A "undef" variable isn't something bad or a crash reason, it's basically an additional value besides an "empty string" and "0". "undef" behaves like both of them depending on the context: In string context, it's empty and counts zero in numerical context. Sounds complicated, but actually it's very easy because an "empty variable" always behaves the way you expect it to do. Beginners don't need to know anything about "undef", because they don't need to care.

Having undef allows developers to check for defined $x and actually know if a variable

  • hasn't been used/filled before or has been set to undef
  • is an empty string
  • is 0.
One could say that every variable must be initialized before it is used and working that way eases parameter checks:
sub a {  my $x = shift;  die 'Undefind x' unless defined $x;
Every undef value is an error. Very simple and actually, this point of view became a holy law for Perl.

Perl doesn't fail on undefined values and I assume two reasons for this:

  1. Perl always has been backward compatible (compared to other languages, some of them used to have "Perl" in their name), failing on undef would break this rule.
  2. Perl is the pure perfection of TIMTOWTDI, really enforcing defined values would limit the number of ways, something might be done by an unacceptable number.

Complain or not?

But Perl has warnings and one of the most common ones is Use of uninitialized value $x in... Some operations accept "undef" values, like boolean comparisons or the ref() function (which has been copied by JavaScript and is called typeof() there).

These warnings have advantages and disadvantages. People used to treat "undef" as an expected state don't care unless they need to do for some reason and their scripts start throwing a lot of warnings if "use warnings;" is added to the source. Web projects usually don't care if a query argument is missing or has an empty value and source might start getting a lot of ($x // '') constructs meaning "use the value of $x or an empty string if $x is undefined" which is syntactically correct and separates variables which might be "undef" from some which aren't expected to be, but it clearly degrades readability of the source.
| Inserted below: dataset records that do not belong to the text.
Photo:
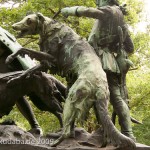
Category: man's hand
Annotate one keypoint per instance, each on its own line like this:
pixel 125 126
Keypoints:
pixel 69 11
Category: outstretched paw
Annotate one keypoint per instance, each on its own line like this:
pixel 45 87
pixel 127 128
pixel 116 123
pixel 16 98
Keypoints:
pixel 57 142
pixel 9 59
pixel 123 142
pixel 36 131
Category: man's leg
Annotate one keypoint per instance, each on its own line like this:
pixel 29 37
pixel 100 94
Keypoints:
pixel 119 105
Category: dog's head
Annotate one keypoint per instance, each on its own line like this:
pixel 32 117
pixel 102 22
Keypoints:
pixel 29 25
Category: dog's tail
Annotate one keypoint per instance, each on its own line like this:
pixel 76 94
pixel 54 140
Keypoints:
pixel 111 133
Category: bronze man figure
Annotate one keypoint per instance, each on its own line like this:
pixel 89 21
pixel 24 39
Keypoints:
pixel 109 37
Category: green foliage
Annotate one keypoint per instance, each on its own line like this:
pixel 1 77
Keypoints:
pixel 137 80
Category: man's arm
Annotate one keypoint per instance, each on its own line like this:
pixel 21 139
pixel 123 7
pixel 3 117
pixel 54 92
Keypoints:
pixel 82 11
pixel 128 44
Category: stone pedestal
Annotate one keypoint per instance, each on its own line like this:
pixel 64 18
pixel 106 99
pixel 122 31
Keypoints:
pixel 14 138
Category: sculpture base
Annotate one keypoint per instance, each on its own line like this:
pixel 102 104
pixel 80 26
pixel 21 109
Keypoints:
pixel 13 137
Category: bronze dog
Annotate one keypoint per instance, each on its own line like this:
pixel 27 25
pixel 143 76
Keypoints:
pixel 67 54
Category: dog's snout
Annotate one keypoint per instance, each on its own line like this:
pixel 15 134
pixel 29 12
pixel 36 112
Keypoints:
pixel 14 26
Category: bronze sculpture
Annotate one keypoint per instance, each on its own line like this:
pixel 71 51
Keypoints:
pixel 48 98
pixel 67 54
pixel 110 37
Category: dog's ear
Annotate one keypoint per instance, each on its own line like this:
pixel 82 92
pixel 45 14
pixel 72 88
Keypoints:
pixel 29 13
pixel 41 17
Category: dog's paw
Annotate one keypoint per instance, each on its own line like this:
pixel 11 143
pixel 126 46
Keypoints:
pixel 9 59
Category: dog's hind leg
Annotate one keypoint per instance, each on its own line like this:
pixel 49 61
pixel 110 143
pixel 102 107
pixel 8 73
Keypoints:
pixel 111 133
pixel 27 112
pixel 77 106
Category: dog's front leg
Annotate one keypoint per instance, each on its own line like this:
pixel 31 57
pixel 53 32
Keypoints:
pixel 40 56
pixel 25 74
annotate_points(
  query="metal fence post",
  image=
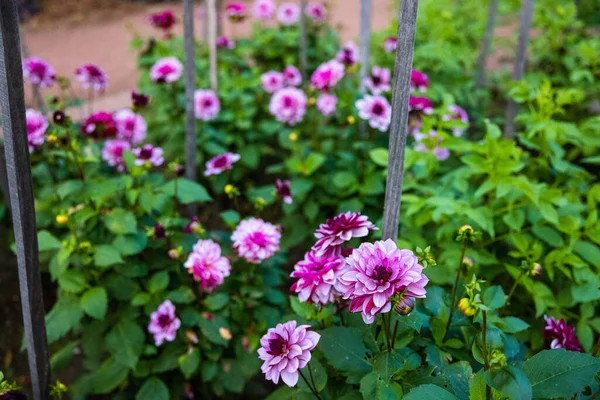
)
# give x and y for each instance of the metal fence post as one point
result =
(12, 101)
(399, 124)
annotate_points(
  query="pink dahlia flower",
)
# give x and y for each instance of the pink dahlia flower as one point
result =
(100, 125)
(291, 76)
(272, 81)
(348, 55)
(377, 271)
(340, 229)
(255, 240)
(166, 70)
(418, 81)
(264, 9)
(326, 103)
(112, 153)
(91, 76)
(207, 265)
(206, 105)
(164, 323)
(220, 163)
(286, 349)
(38, 72)
(379, 81)
(560, 335)
(130, 126)
(327, 75)
(376, 110)
(316, 277)
(288, 13)
(288, 105)
(36, 126)
(148, 154)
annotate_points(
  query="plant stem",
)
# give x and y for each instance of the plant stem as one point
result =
(455, 288)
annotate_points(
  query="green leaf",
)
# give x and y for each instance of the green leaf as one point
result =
(560, 373)
(153, 389)
(94, 302)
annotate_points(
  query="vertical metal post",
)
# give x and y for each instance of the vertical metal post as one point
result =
(12, 101)
(512, 107)
(399, 125)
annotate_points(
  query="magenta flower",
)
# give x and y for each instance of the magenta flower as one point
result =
(38, 72)
(164, 323)
(288, 13)
(206, 105)
(255, 240)
(560, 335)
(316, 277)
(327, 75)
(36, 126)
(148, 154)
(285, 349)
(291, 76)
(288, 105)
(207, 265)
(100, 125)
(166, 70)
(418, 81)
(340, 229)
(376, 110)
(379, 81)
(264, 9)
(130, 126)
(220, 163)
(91, 76)
(283, 190)
(272, 81)
(316, 11)
(375, 272)
(112, 153)
(348, 55)
(326, 103)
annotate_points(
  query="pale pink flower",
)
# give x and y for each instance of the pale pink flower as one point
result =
(256, 240)
(286, 349)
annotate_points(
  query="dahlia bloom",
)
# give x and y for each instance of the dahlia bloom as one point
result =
(130, 126)
(272, 81)
(164, 323)
(316, 11)
(288, 13)
(288, 105)
(316, 277)
(283, 190)
(379, 81)
(348, 55)
(36, 126)
(220, 163)
(340, 229)
(327, 75)
(38, 72)
(206, 105)
(326, 103)
(285, 349)
(376, 110)
(560, 335)
(91, 75)
(166, 70)
(291, 76)
(207, 265)
(100, 125)
(375, 272)
(112, 153)
(148, 154)
(255, 240)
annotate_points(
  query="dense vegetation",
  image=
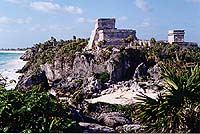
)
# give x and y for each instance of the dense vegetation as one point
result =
(33, 111)
(48, 51)
(177, 107)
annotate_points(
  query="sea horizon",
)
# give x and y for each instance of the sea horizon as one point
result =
(10, 62)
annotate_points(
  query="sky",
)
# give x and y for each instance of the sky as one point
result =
(27, 22)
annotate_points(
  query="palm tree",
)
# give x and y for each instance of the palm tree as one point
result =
(177, 109)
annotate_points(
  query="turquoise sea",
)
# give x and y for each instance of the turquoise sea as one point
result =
(9, 64)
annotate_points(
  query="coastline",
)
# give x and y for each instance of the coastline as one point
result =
(10, 68)
(12, 51)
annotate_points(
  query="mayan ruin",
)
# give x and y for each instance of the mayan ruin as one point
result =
(106, 32)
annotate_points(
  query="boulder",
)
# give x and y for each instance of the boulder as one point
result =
(29, 54)
(140, 71)
(91, 85)
(29, 80)
(130, 128)
(95, 128)
(113, 119)
(155, 72)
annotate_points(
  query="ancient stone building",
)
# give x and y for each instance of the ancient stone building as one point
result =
(175, 36)
(105, 33)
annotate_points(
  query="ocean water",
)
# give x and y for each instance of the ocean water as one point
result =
(9, 64)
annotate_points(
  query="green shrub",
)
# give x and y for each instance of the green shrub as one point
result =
(32, 112)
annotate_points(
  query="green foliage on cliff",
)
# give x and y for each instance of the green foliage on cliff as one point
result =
(33, 112)
(177, 109)
(163, 52)
(46, 52)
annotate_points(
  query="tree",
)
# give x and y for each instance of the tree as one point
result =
(177, 109)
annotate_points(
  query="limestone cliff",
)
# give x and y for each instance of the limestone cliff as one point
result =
(64, 61)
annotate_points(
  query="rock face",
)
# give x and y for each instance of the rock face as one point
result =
(95, 128)
(29, 54)
(37, 79)
(113, 119)
(140, 71)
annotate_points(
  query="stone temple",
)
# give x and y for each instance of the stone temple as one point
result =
(106, 33)
(176, 36)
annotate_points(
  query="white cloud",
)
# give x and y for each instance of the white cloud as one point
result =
(123, 18)
(54, 7)
(143, 5)
(193, 1)
(16, 1)
(3, 30)
(50, 28)
(145, 24)
(7, 20)
(85, 20)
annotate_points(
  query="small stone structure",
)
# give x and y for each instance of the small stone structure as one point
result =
(105, 33)
(175, 36)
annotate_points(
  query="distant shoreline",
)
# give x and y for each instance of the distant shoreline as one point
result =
(12, 51)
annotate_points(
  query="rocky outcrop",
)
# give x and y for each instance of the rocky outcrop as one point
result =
(113, 119)
(140, 71)
(29, 54)
(37, 79)
(95, 128)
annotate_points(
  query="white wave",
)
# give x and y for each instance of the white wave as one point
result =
(9, 71)
(3, 51)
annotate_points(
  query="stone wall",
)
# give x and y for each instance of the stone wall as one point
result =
(105, 31)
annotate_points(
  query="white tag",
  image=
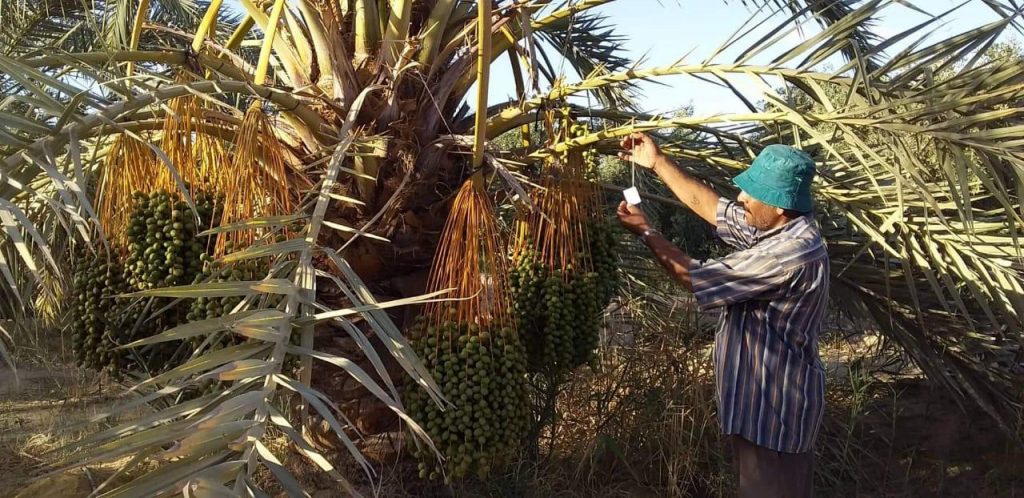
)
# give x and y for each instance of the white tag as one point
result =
(632, 196)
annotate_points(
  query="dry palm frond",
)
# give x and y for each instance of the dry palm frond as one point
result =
(556, 230)
(178, 140)
(129, 167)
(468, 259)
(256, 183)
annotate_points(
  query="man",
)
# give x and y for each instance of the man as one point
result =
(773, 289)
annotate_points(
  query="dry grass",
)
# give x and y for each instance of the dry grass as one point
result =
(641, 425)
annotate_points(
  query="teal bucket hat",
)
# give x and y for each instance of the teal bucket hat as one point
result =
(779, 176)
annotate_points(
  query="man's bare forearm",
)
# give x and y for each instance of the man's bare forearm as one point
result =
(691, 192)
(672, 258)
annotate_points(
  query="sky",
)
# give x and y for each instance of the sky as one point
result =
(663, 31)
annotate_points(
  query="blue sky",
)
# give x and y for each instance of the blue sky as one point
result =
(664, 31)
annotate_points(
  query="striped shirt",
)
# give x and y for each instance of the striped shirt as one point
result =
(769, 379)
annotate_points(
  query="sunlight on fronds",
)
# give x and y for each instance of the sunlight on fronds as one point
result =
(256, 184)
(130, 166)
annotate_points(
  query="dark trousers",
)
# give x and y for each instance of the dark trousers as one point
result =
(768, 473)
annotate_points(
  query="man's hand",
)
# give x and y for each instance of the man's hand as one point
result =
(640, 148)
(632, 218)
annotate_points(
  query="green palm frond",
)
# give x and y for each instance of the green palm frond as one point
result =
(918, 175)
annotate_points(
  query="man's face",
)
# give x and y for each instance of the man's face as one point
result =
(759, 214)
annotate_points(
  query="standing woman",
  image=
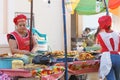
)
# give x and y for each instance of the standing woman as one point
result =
(19, 39)
(110, 44)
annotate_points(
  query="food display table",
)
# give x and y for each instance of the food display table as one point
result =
(16, 72)
(82, 67)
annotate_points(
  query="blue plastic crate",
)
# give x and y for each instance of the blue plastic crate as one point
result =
(6, 63)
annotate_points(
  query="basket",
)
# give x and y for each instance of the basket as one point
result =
(6, 63)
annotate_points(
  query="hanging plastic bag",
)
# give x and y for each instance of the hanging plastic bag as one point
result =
(89, 7)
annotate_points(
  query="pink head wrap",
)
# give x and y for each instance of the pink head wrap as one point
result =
(104, 22)
(19, 18)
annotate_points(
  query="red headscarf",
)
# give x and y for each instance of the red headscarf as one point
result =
(19, 18)
(104, 22)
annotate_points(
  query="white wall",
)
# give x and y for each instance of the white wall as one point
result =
(48, 19)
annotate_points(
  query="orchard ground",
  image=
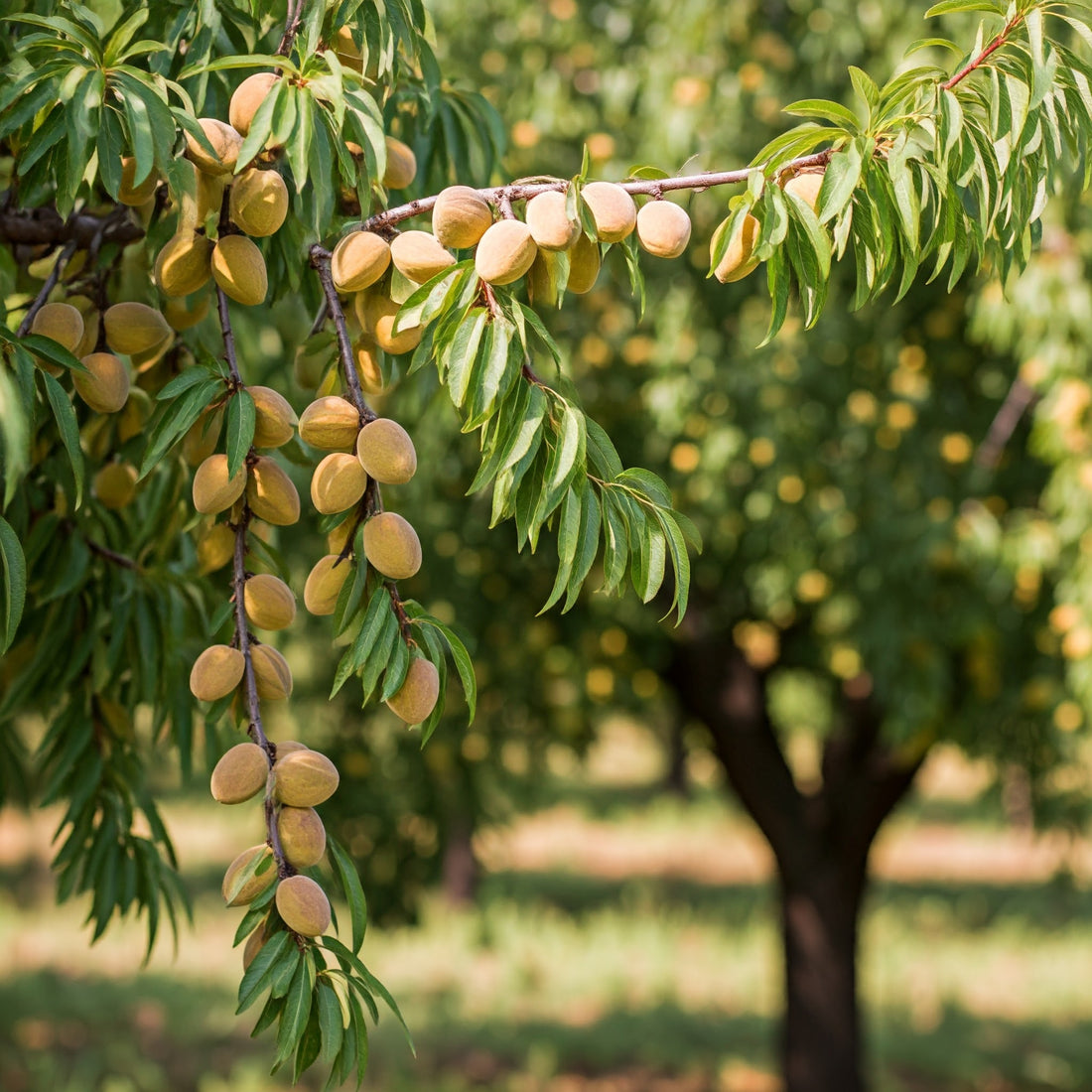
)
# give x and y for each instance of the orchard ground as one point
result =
(624, 941)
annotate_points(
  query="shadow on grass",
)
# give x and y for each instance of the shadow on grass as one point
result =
(152, 1033)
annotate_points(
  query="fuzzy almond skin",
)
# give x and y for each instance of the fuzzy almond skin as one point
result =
(391, 546)
(213, 490)
(303, 837)
(225, 141)
(274, 418)
(269, 602)
(247, 98)
(130, 195)
(272, 674)
(613, 209)
(216, 673)
(239, 774)
(549, 224)
(133, 328)
(255, 885)
(303, 905)
(115, 484)
(416, 698)
(385, 451)
(359, 260)
(239, 269)
(259, 203)
(419, 255)
(338, 482)
(663, 228)
(59, 323)
(378, 314)
(330, 424)
(305, 778)
(271, 493)
(105, 384)
(184, 264)
(325, 583)
(461, 216)
(585, 262)
(401, 165)
(739, 259)
(505, 252)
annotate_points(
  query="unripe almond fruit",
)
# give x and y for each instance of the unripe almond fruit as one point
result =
(303, 837)
(419, 255)
(133, 328)
(359, 260)
(274, 418)
(247, 98)
(203, 437)
(461, 216)
(184, 264)
(225, 141)
(129, 194)
(377, 314)
(338, 482)
(272, 674)
(259, 203)
(213, 490)
(391, 546)
(663, 228)
(305, 778)
(271, 493)
(613, 209)
(416, 698)
(239, 774)
(330, 424)
(269, 602)
(386, 452)
(59, 323)
(105, 384)
(253, 887)
(215, 548)
(401, 165)
(115, 484)
(549, 222)
(806, 187)
(216, 673)
(303, 905)
(740, 258)
(183, 315)
(585, 261)
(505, 252)
(325, 583)
(239, 269)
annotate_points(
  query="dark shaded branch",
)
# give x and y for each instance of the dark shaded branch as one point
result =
(55, 275)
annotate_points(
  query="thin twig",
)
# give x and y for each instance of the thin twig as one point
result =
(55, 275)
(1004, 425)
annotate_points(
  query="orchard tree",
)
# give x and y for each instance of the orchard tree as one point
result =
(148, 151)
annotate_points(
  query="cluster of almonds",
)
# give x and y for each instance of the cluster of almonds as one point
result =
(295, 783)
(740, 258)
(504, 250)
(380, 450)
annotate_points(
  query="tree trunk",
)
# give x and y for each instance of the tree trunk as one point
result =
(820, 842)
(821, 1030)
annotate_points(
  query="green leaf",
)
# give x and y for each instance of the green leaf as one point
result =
(240, 429)
(14, 585)
(350, 887)
(65, 416)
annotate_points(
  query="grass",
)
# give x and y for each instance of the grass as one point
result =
(622, 940)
Not every warning is noise, some really show up variable which are "undef" where they're not allowed to be, hopefully before the missing value is doing any harm. Sometimes adding a value check (and not skipping the warning using // ) is much better than anything else. (Yes, everything should verify the values it's working with and yes, those checks are very rare in real life.)


Common sense

I joined a new project this week and they're using the CPAN module common::sense which actually disables "undef" complains by default. The authors say:
undef is a well-defined feature of Perl, and enabling warnings for using it rarely catches any bugs, but considerably limits you in what you can do, so uninitialized warnings are disabled.
I agree with them 100% and thought about suggesting a no warnings 'uninitialised'; as default for my main project. I was really unsure, but finally decided to keep the undef warnings, actually because I agree with the common::sense authors. They say that it rarely catches any bugs and thats exactly what I saw in the past within our project: Most Use of uninitialized value are no bugs, but some are - and I remember some cases where those warnings pointed me to a bug which had the potential of causing a huge business impact with a lot of money getting burned.

I won't turn the warnings off for now but might consider it for future projects.